角監督代行はこの日、公式ホームページでコメントを発表した。「このたび、シーズン終了まで監督代行としてチームの指揮を執ることとなりました」と就任のあいさつ。「シーズン終盤のこの時期に私が最も大切にしたいのは、選手たちが野球に集中し、これまで積み重ねてきたものを最後までグラウンドで出し切れる環境をつくることです。
そして、その『熱』を球団に関わる全ての方々へ届けることです」と意気込みを語った。
異例のフロントと現場の両トップを兼任することになるが、「私は球団の代表取締役社長であり、同時に、このチームを預かる責任を負う立場でもあります。どのような状況であってもチームを止めることなく、選手たちを前に進ませ、ベアーズという球団を未来につないでいくことが、今の私に課せられた責務だと考えています」と、4年ぶりの現場復帰への決意を語った。
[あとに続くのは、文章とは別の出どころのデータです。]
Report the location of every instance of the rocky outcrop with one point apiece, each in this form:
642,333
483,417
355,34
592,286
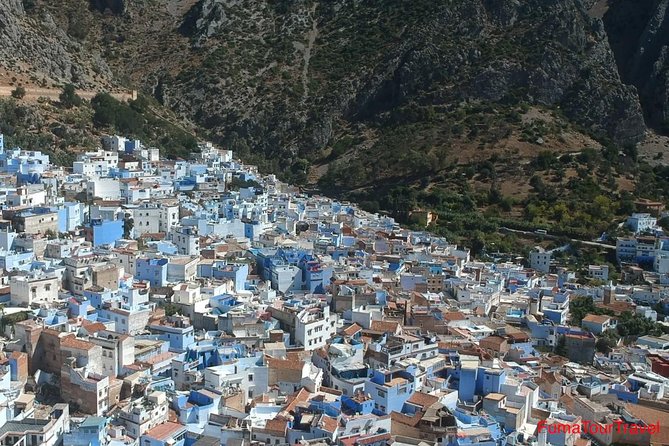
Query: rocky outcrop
36,46
370,59
114,6
639,36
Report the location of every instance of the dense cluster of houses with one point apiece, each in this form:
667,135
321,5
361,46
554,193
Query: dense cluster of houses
150,302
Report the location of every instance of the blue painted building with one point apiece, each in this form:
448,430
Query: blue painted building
177,331
166,434
106,232
153,271
91,432
390,390
70,216
489,380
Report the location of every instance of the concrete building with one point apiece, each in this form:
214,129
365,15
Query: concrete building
36,288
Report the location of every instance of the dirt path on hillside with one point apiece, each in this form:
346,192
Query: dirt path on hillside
34,93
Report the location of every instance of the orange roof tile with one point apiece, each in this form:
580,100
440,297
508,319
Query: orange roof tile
164,431
384,326
422,399
71,341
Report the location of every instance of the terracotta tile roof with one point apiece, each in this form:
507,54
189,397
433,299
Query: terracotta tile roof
71,341
277,426
650,415
292,362
454,316
596,318
94,327
352,329
164,431
405,419
384,326
301,396
422,399
492,342
329,424
159,358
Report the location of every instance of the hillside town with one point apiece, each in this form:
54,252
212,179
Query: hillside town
155,302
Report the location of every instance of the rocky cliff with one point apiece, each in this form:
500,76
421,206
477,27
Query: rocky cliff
287,77
35,46
377,84
639,36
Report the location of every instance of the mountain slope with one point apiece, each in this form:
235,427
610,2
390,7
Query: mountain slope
454,105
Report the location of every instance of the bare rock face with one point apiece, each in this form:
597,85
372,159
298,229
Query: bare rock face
117,7
36,46
639,36
282,77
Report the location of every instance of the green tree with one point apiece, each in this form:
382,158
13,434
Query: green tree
68,97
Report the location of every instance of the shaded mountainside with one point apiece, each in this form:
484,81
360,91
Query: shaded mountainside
290,77
639,36
524,109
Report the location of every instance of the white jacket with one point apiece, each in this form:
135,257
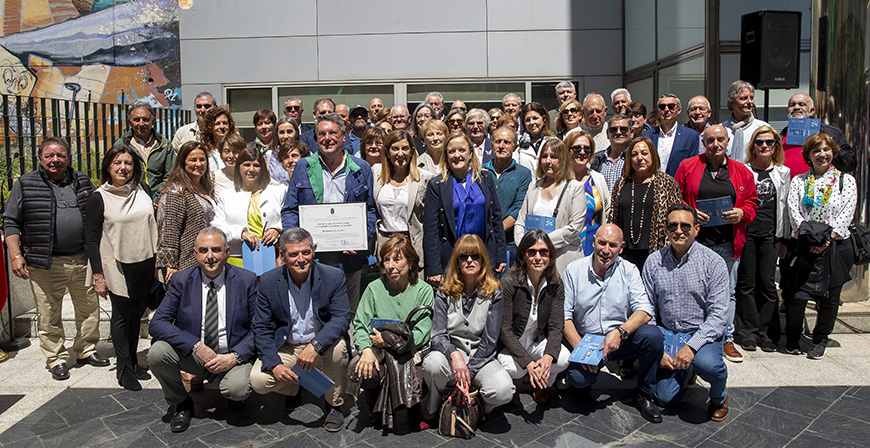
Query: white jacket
231,213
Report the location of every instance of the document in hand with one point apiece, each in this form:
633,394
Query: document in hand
258,261
588,350
674,341
313,381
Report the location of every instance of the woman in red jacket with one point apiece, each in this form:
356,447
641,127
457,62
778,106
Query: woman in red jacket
712,176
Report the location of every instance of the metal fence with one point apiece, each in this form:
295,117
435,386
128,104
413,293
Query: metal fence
90,128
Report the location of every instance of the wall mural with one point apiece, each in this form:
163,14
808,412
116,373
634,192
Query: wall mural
91,50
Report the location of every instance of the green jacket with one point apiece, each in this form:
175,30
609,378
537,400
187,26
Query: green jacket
159,163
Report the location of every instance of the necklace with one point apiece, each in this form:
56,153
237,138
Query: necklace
631,216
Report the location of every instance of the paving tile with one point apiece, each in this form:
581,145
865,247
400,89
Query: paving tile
774,420
842,429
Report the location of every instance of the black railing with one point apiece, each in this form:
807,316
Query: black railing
90,128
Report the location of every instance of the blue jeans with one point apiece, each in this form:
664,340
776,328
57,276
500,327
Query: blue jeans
708,364
726,251
646,343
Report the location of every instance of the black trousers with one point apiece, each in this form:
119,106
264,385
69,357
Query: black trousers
826,307
127,312
757,315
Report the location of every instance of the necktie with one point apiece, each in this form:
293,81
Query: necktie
211,318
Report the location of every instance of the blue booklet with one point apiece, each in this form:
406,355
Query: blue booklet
801,128
313,381
258,261
588,350
714,209
545,223
378,323
674,341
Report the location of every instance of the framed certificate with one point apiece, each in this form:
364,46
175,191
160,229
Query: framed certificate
336,227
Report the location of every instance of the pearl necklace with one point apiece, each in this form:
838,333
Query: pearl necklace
631,215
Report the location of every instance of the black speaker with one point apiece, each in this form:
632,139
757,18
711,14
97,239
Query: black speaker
770,49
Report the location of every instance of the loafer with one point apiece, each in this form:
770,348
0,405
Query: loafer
648,409
95,360
334,419
183,414
718,413
731,352
60,372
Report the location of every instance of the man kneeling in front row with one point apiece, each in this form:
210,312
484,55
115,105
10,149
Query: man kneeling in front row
203,327
302,319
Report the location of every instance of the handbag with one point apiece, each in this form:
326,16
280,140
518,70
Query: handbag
459,415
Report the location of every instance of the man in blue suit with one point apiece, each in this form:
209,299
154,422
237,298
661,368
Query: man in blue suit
301,320
332,176
674,142
203,327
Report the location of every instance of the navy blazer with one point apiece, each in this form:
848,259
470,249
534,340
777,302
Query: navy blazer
178,320
439,224
272,317
686,144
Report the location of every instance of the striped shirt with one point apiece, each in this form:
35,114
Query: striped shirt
689,295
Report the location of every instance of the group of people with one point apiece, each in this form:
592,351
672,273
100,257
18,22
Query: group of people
500,245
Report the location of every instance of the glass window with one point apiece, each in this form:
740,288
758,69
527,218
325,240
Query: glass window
350,95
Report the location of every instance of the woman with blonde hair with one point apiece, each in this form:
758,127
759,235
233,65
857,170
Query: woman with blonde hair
465,330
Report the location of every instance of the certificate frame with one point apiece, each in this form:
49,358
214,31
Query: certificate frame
336,227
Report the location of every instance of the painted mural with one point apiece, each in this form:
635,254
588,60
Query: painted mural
109,51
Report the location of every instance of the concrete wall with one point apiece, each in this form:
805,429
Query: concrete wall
313,41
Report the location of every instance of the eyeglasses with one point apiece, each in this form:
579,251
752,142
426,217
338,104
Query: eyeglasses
618,129
577,149
684,226
530,253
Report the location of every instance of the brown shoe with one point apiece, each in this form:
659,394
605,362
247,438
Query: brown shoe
731,352
718,413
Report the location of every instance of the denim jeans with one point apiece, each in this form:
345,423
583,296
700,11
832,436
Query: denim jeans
646,343
726,251
708,364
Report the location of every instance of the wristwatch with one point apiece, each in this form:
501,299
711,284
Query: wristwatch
623,333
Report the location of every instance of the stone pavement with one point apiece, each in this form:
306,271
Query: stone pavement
775,399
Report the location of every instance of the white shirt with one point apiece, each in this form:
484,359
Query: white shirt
393,204
666,143
219,285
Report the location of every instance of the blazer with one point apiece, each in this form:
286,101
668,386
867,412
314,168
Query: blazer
231,213
689,179
570,221
271,323
439,224
685,145
416,196
178,319
517,307
306,187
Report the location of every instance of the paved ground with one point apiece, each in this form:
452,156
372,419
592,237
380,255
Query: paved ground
776,400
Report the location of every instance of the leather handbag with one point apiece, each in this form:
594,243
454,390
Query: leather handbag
459,415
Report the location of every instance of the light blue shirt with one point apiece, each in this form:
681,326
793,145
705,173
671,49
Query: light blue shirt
598,305
334,184
303,325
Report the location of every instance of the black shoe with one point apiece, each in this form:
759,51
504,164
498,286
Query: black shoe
334,419
60,372
647,408
95,360
183,414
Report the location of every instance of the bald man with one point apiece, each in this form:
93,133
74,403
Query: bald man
604,295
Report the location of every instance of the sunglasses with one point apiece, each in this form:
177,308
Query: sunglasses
618,129
530,253
684,226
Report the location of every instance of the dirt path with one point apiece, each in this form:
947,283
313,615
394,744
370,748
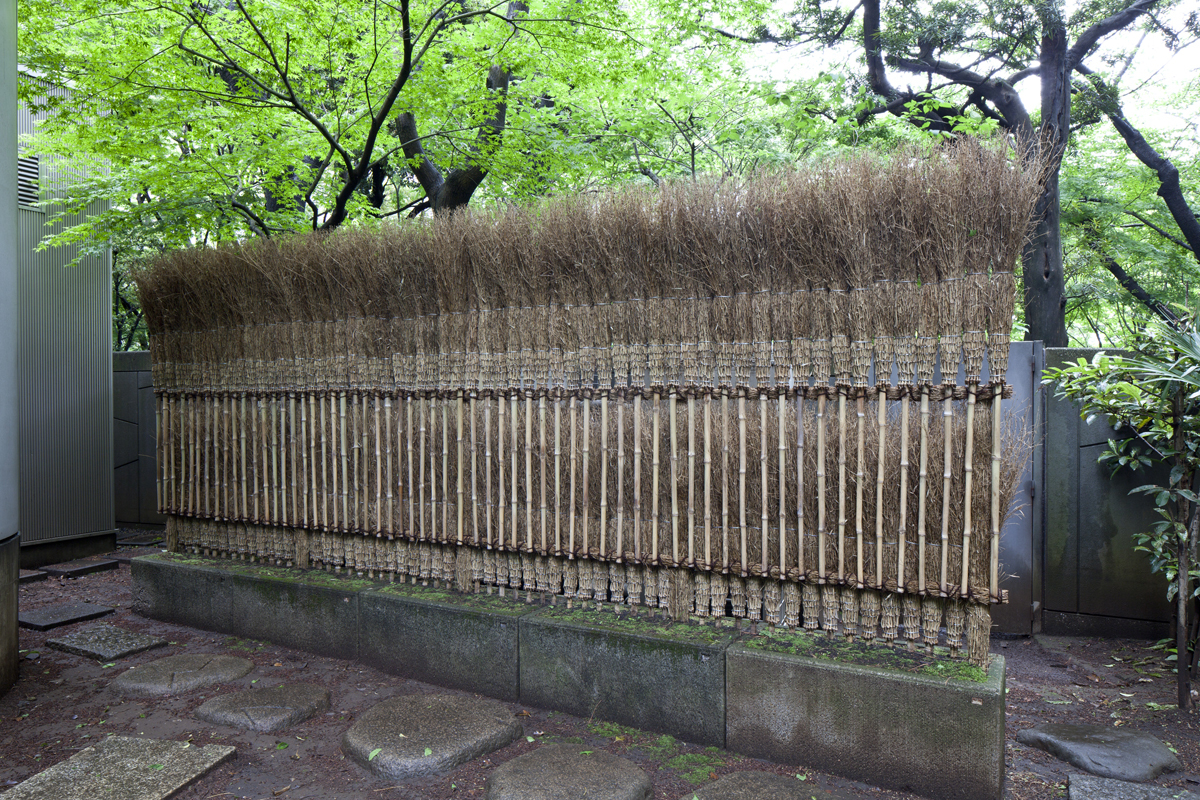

清田前監督(40)は一部週刊誌で不倫疑惑などが報じられ、8月27日付で監督としての活動を控えており、同31日に辞任を申し出た。球団も同日、私生活に関する真偽などを認定する立場にないとし、監督としての仕事ぶりに「問題があったとは認識しておりません」と調査結果を公表したが、同監督からの申し出を受理し、退任を発表していた。